I dissent from the implied holding of the court that these appellants had standing to prosecute this appeal in the absence of an appeal by the Bank. As Judge HINCKS’ opinion holds with regard to their claims of an illegal search and seizure, the appellants had no standing to complain about the order to the bank to produce the records since it was admitted that the records were not in their custody and were not owned by them. It think that the same rule applies to their claims that the records demanded of the bank lacked materiality and relevance to the investigation.
A year and a half has now gone by since the Commissioner first sought to examine the records in question. This long delay is most undesirable. Our courts should not permit interventions which delay government action at the investigation stage unless the interest asserted is direct and immediate.

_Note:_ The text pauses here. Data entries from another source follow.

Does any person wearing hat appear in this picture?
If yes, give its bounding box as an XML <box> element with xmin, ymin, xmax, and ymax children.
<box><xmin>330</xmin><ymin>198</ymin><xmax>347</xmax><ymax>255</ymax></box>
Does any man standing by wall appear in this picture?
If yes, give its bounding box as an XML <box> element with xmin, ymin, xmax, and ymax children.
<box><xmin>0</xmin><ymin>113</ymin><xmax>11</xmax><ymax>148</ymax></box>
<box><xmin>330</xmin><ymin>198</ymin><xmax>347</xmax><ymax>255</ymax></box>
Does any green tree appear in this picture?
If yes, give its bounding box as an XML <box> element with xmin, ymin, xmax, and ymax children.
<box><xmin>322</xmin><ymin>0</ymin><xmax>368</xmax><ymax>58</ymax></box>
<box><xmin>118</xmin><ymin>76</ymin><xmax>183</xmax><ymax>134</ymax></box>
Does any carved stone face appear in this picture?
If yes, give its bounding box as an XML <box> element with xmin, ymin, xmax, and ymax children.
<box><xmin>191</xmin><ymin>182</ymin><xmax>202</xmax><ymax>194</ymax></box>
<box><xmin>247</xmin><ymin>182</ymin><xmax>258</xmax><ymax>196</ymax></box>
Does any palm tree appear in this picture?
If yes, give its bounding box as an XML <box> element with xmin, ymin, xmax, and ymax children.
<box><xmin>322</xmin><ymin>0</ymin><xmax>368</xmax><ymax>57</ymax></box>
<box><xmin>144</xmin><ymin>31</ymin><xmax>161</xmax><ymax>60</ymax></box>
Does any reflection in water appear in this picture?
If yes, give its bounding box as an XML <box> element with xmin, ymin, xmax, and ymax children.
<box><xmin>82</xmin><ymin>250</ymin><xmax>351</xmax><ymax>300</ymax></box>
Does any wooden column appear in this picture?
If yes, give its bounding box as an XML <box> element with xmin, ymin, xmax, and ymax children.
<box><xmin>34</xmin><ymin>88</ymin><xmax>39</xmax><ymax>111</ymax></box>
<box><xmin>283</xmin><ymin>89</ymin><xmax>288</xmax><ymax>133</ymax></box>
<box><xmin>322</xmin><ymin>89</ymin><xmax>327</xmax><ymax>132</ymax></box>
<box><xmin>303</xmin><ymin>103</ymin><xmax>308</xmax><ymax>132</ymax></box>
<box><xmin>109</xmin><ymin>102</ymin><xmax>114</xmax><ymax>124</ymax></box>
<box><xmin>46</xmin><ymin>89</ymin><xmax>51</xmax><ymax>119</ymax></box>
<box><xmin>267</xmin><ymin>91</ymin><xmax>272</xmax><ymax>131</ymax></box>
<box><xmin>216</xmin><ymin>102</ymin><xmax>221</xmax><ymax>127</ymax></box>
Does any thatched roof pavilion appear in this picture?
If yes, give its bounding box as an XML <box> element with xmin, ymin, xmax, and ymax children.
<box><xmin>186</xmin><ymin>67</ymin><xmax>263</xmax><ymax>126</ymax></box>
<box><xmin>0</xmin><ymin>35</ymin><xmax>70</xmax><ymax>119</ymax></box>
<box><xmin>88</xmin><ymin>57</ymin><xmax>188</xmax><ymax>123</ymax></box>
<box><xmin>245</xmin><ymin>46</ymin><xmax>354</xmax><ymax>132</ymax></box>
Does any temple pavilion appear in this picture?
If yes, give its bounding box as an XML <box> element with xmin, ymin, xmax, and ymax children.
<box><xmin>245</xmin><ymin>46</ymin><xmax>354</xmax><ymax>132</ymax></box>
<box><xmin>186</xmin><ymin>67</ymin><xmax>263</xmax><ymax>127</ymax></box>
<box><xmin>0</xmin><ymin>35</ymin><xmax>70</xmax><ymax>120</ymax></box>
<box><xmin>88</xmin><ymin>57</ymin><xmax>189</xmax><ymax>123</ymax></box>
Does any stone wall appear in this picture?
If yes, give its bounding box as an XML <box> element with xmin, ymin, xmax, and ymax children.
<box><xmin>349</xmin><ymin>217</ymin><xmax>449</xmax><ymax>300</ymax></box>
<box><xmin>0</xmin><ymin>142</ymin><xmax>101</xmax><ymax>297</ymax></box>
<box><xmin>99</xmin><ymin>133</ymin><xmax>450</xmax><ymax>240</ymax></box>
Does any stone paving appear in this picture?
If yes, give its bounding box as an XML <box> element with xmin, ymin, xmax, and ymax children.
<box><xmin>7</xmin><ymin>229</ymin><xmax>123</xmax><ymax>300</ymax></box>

However, whether or not in the absence of any objection by the government this intervention should have been denied, the fact that it was granted does not add anything fco the standing of the intervenors on this appeal, see Boston Tow Boat Co. v. United States, 1944, 321 U.S. 632, 64 S.Ct. 776, 88 L.Ed. 975; Alexander Sprunt & Son, Inc. v. United States, 1930, 281 U.S. 249, 255, 50 S.Ct. 315, 74 L.Ed. 832, and I would consequently dismiss their appeal for want of standing.
Since the court has decided the merits of the appeal, I think that it is nevertheless not inappropriate for me to express my agreement with what Judge HINCKS has written.